A gene could prevent Parkinson's disease
Date:
March 17, 2022
Source:
Universite' de Gene`ve
Summary:
Parkinson's disease is a neurodegenerative disorder characterized
by the destruction of a specific population of neurons: the
dopaminergic neurons. A team has investigated the destruction of
these dopaminergic neurons using the fruit fly as study model. The
scientists identified a key protein in flies, and also in mice,
which plays a protective role against this disease and could be
a new therapeutic target.
FULL STORY ========================================================================== Parkinson's disease is a neurodegenerative disorder characterized by
the destruction of a specific population of neurons: the dopaminergic
neurons. The degeneration of these neurons prevents the transmission
of signals controlling specific muscle movements and leads to tremors, involuntary muscle contractions or balance problems characteristic of this pathology. A team from the University of Geneva (UNIGE) has investigated
the destruction of these dopaminergic neurons using the fruit fly as
study model. The scientists identified a key protein in flies, and also
in mice, which plays a protective role against this disease and could
be a new therapeutic target. This work can be read in the journal Nature Communications.
========================================================================== Apart from rare forms involving a single gene, most Parkinson's cases
result from an interaction between multiple genetic and environmental
risk factors.
However, a common element in the onset of the disease is a dysfunction
of mitochondria in dopaminergic neurons. These small factories within
cells are responsible for energy production, but also for activating
the cell's self- destruct mechanisms when damaged.

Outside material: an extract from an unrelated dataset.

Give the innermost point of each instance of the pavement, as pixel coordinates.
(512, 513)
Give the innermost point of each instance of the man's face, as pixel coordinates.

The laboratory of Emi Nagoshi, Professor in the Department of
Genetics and Evolution at the UNIGE Faculty of Science, uses the fruit
fly, or Drosophila, to study the mechanisms of dopaminergic neuron degeneration. Her group is particularly interested in the Fer2 gene,
whose human homolog encodes a protein that controls the expression of
many other genes and whose mutation might lead to Parkinson's disease
via mechanisms that are not yet well understood.
In a previous study, this scientific team demonstrated that a mutation in
the Fer2 gene causes Parkinson's-like deficiencies in flies, including
a delay in the initiation of movement. They had also observed defects
in the shape of the mitochondria of dopaminergic neurons, similar to
those observed in Parkinson's patients.
Protecting neurons Since the absence of Fer2 causes Parkinson's
disease-like conditions, the researchers tested whether -- on the
contrary -- an increase in the amount of Fer2 in the cells could
have a protective effect. When flies are exposed to free radicals,
their cells undergo oxidative stress which leads to the degradation of dopaminergic neurons. However, the scientists were able to observe that oxidative stress no longer has any deleterious effect on the flies if
they overproduce Fer2, confirming the hypothesis of its protective role.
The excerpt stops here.